Kedua, menyatakan hukum berfungsi sebagai sarana untuk
melakukan perubahan-perubahan dalam masyarakat. Paham ini dipelopori oleh ahli hukum
dari Inggris, Jeremy Bentham (1748-1852), untuk kemudian dipopulerkan oleh
Juris Amerika dengan konsepsi "hukum (harus juga) berfungsi sebagai sarana
untuk mengadakan perubahan masyarakat" (law as a tool of social
engineering).
à Tujuan Hukum[4]
Dalam menjalankan fungsinya sebagai sarana pengendali dan
perubahan sosial, hukum memiliki tujuan untuk menciptakan tatanan masyarakat
yang tertib, damai, adil yang ditunjang dengan kepastian hukum sehingga
kepentingan individu dan masyarakat dapat terlindungi. Dalam beberapa literatur
Ilmu Hukum para sarjana hukum telah merumuskan tujuan hukum dari berbagai sudut
pandang, dan paling tidak ada 3 teori:
1- Teori etis
Teori etis pertama kali dikemukakan oleh filsuf Yunani,
Aristoteles, dalam karyanya ethica dan Rhetorika, yang menyatakan bahwa hukum
memiliki tujuan suci memberikan kepada setiap orang apa yang menjadi haknya.

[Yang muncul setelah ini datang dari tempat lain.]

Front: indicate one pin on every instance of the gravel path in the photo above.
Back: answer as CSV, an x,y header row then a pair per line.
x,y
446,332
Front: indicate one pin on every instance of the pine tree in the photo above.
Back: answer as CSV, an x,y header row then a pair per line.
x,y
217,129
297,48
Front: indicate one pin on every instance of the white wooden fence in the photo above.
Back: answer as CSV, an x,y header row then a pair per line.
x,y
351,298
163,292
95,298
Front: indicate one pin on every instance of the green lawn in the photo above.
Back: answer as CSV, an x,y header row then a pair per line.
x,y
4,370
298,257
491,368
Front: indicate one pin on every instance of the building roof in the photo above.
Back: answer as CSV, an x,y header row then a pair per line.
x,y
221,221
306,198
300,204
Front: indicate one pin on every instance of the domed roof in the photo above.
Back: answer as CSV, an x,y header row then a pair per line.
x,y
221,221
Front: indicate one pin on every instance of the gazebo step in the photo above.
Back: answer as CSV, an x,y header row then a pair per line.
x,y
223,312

Menurut teori ini hukum semata-mata bertujuan demi keadilan. Isi hukum
ditentukan oleh keyakinan etis kita mana yang adil dan mana yang tidak. Artinya
hukum menurut teori ini bertujuan mewujudkan keadilan.

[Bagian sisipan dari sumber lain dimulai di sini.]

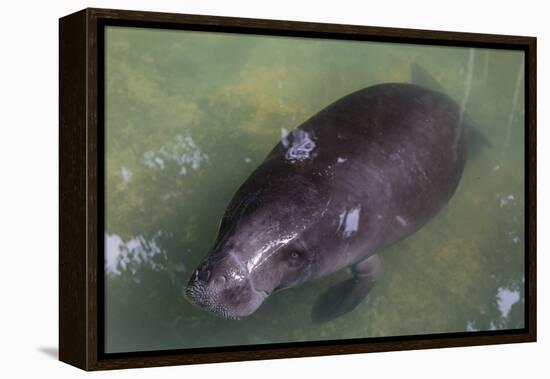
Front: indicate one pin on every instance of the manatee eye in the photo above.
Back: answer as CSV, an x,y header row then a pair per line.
x,y
294,257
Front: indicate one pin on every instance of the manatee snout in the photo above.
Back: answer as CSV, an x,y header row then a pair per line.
x,y
221,285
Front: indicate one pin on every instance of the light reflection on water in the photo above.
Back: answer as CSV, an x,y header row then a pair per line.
x,y
185,129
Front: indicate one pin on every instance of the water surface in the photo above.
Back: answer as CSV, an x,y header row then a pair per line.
x,y
189,115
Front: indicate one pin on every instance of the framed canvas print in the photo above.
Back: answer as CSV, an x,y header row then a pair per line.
x,y
237,189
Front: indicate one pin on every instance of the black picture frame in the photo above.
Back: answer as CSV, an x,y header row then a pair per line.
x,y
81,274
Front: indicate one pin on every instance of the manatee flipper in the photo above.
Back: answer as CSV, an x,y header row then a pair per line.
x,y
345,296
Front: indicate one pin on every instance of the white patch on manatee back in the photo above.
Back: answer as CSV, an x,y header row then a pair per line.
x,y
349,222
301,147
401,220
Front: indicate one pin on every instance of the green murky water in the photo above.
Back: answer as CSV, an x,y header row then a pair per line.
x,y
190,114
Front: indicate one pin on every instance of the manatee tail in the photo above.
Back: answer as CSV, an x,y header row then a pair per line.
x,y
477,141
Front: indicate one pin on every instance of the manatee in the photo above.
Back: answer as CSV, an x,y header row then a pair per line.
x,y
365,172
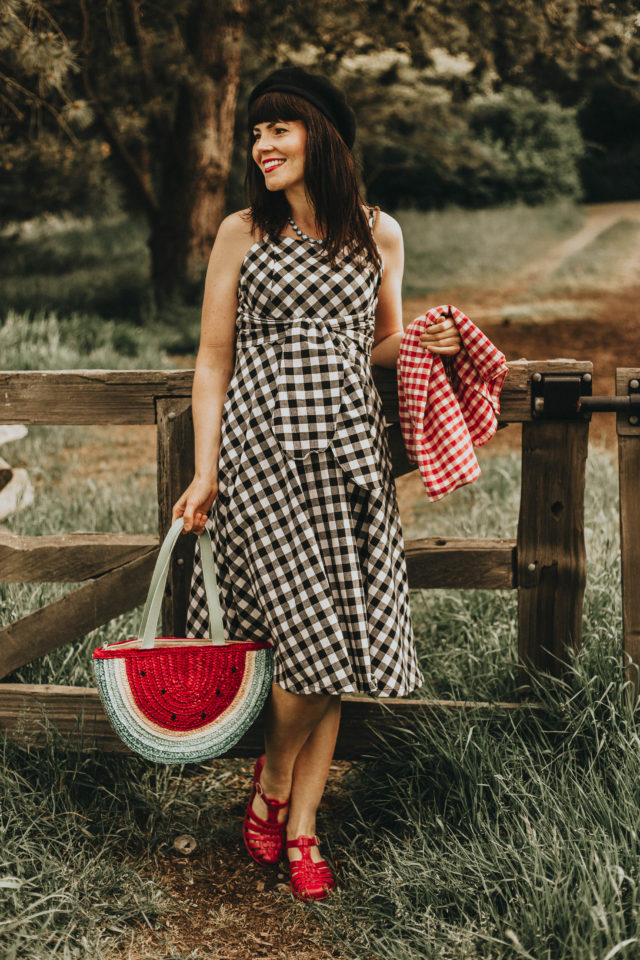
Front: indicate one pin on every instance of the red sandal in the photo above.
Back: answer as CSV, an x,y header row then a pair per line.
x,y
264,839
309,880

Mengenai isi keadilan, Aristoteles membedakan adanya dua
macam keadilan; justitia distributive (keadilan distributif) dan justitia
commulative (keadilan komuliatif). Keadilan distributif adalah suatu keadilan
yang memberikan kepada setiap orang berdasarkan jasa atau haknya masing-masing.
Makna keadilan bukanlah persamaan melainkan perbandingan secara proposional.

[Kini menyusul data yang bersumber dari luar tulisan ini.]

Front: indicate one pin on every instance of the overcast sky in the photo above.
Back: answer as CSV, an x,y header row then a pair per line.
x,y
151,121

Adapun keadilan kumulatif adalah keadilan yang diberikan kepada setiap orang
berdasarkan kesamaan. Keadilan terwujud ketika setiap orang diperlakukan sama.
2- Teori Utilitis
Menurut teori ini hukum bertujuan untuk menghasilkan
kemanfaatan yang sebesar-besarnya pada manusia dalam mewujudkan kesenangan dan
kebahagiaan. Penganut teori ini adalah Jeremy Bentham dalam bukunya
"Introduction to the morals and legislation". Pendapat ini dititik
beratkan pada hal-hal yang berfaedah bagi orang banyak dan bersifat umum tanpa
memperhatikan aspek keadilan.
3- Teori Campuran
Menurut Apeldoorn tujuan hukum adalah mengatur tata tertib
dalam masyarakat secara damai dan adil. Mochtar Kusumaatmadja menjelaskan bahwa
kebutuhan akan ketertiban ini adalah syarat pokok (fundamental) bagi adanya
masyarakat yang teratur dan damai. Dan untuk mewujudkan kedamaian masyarakat
maka harus diciptakan kondisi masyarakat yang adil dengan mengadakan
perimbangan antara kepentingan satu dengan yang lain, dan setiap orang (sedapat
mungkin) harus memperoleh apa yang menjadi haknya. Dengan demikian pendapat ini
dikatakan sebagai jalan tengah antara teori etis dan utilitis.
Sumber-Sumber Hukum[5]
A. Arti tentang Sumber Hukum
Terma sumber hukum dalam kajian ilmu hukum sering kali
dipergunakan dalam berbagai pengertian. Oleh karena itu, ketika membincang
persoalan sumber hukum maka harus ditegaskan terlebih dahulu dalam kerangka apa
sumber hukum itu kita bincangkan.
1- Sumber hukum dalam pengertian asal hukum, yaitu:
Keputusan otoritas yang berwenang mengenai sebuah keputusan hukum, bisa berupa
peraturan atau ketetapan. Pengertian ini membawa pada suatu penyelidikan
tentang kewenangan.
2- Sumber hukum dalam pengertian tempat ditemukannya
peraturan hukum. Sumber hukum dalam pengertian ini membawa pada satu
penyelidikan tentang maca, jenis, atau bentuk-bentuk dari peraturan. Misalnya:
apakah sumber hukum tersebut Undang-Undang, Kebiasaan, Yurisprudensi, atau
bentuk yang lainnya.
3- Sumber hukum dalam pengertian hal-hal yang dapat
mempengaruhi penguasa dalam menentukan hukum. Misalnya: Keyakinan hukum, rasa
keadilan baik dari penguasa atau rakyat, dan juga teori-teori atau ajaran dari
ilmu Pengetahuan hukum. Hal-hal yang dapat mempengaruhi penentuan hukum
meliputi semua bidang kehidupan masyarakat, baik itu sosial, politik, budaya,
maupun ekonomi.
Di samping ketiga makna sumber hukum di atas, terdapat juga
kategori sumber hukum lain, yakni;
1- sumber hukum material adalah faktor yang membantu
penentuan/pembentukan hukum. Sumber hukum ini dapat ditinjau dari berbagai
aspek.
Misalnya: seorang sosiolog akan mengatakan bahwa yang
menjadi sumber hukum ialah peristiwa sebagai hasil interaksi dalam masyarakat.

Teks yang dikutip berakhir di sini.